A SUSU senior research fellow, Candidate of Sciences (Physics and Mathematics) Aleksei Ruchai, jointly with his colleagues, is working on tasks from a wide variety of fields: digital banking, cattle breeding, face recognition, and tumour recognition using mammography. And in all these cases, the combination of innovative ideas and skilful use of equipment allows to achieve interesting results.
Gradient boosting versus random forest
What is a transaction? A bank operation on money transfer, its transfer from one account to another one, and so on.
Computer sees transaction as data, which reflects the history of the flow of funds. What for? So that you could always file a complaint or request the information on the transfer.
Some transactions may look suspicious and may draw the attention of the officers of tax services, banks or law-enforcement agencies. Say, if equal amounts get constantly transferred to someone's account, can it mean illicit trade? Certain amounts may be indicative of a distribution of drugs. The fight against "money laundering" is an important condition for financial stability and security.

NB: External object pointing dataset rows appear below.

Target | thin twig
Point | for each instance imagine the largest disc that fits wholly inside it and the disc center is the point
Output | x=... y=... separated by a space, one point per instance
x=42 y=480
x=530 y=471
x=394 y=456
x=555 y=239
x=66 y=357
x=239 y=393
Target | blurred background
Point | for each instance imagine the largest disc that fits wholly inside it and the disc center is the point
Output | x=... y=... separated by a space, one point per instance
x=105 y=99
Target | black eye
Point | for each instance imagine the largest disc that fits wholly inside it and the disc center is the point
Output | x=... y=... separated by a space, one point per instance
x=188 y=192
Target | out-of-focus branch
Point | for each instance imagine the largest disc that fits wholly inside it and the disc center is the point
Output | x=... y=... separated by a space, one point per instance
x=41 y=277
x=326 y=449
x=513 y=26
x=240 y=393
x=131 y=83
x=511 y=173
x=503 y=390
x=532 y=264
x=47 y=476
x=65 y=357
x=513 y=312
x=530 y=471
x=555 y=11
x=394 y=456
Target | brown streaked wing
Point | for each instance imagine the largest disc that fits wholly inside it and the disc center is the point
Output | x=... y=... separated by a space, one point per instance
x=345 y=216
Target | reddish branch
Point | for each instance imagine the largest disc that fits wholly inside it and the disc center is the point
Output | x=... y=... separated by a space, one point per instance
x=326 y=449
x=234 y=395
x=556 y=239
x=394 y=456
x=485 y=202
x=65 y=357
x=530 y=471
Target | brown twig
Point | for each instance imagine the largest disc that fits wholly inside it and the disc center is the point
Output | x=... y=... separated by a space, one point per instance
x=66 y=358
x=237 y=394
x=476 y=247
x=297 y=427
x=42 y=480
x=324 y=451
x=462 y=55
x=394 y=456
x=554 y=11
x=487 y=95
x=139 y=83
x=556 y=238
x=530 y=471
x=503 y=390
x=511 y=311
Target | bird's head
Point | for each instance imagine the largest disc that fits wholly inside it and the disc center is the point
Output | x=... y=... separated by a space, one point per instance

The task of artificial intelligence is to learn how to reveal suspicious and illegal transactions. Computers do not have to word the cause as humans do. It is enough for them to create a mathematical criterion to make a decision on whether the transaction is legal or not. To learn that, they use the accumulated databases of transactions, where suspicious lines have been marked beforehand. It is good when such a database is well-balanced, meaning that it has approximately equal numbers of "normal" and "bad" transactions. In the real-life activity of banks, the share of suspicious and illegal transactions is quite small. So, having received the "real-life" data, the system will have to spend more time on learning, and the results will be less efficient.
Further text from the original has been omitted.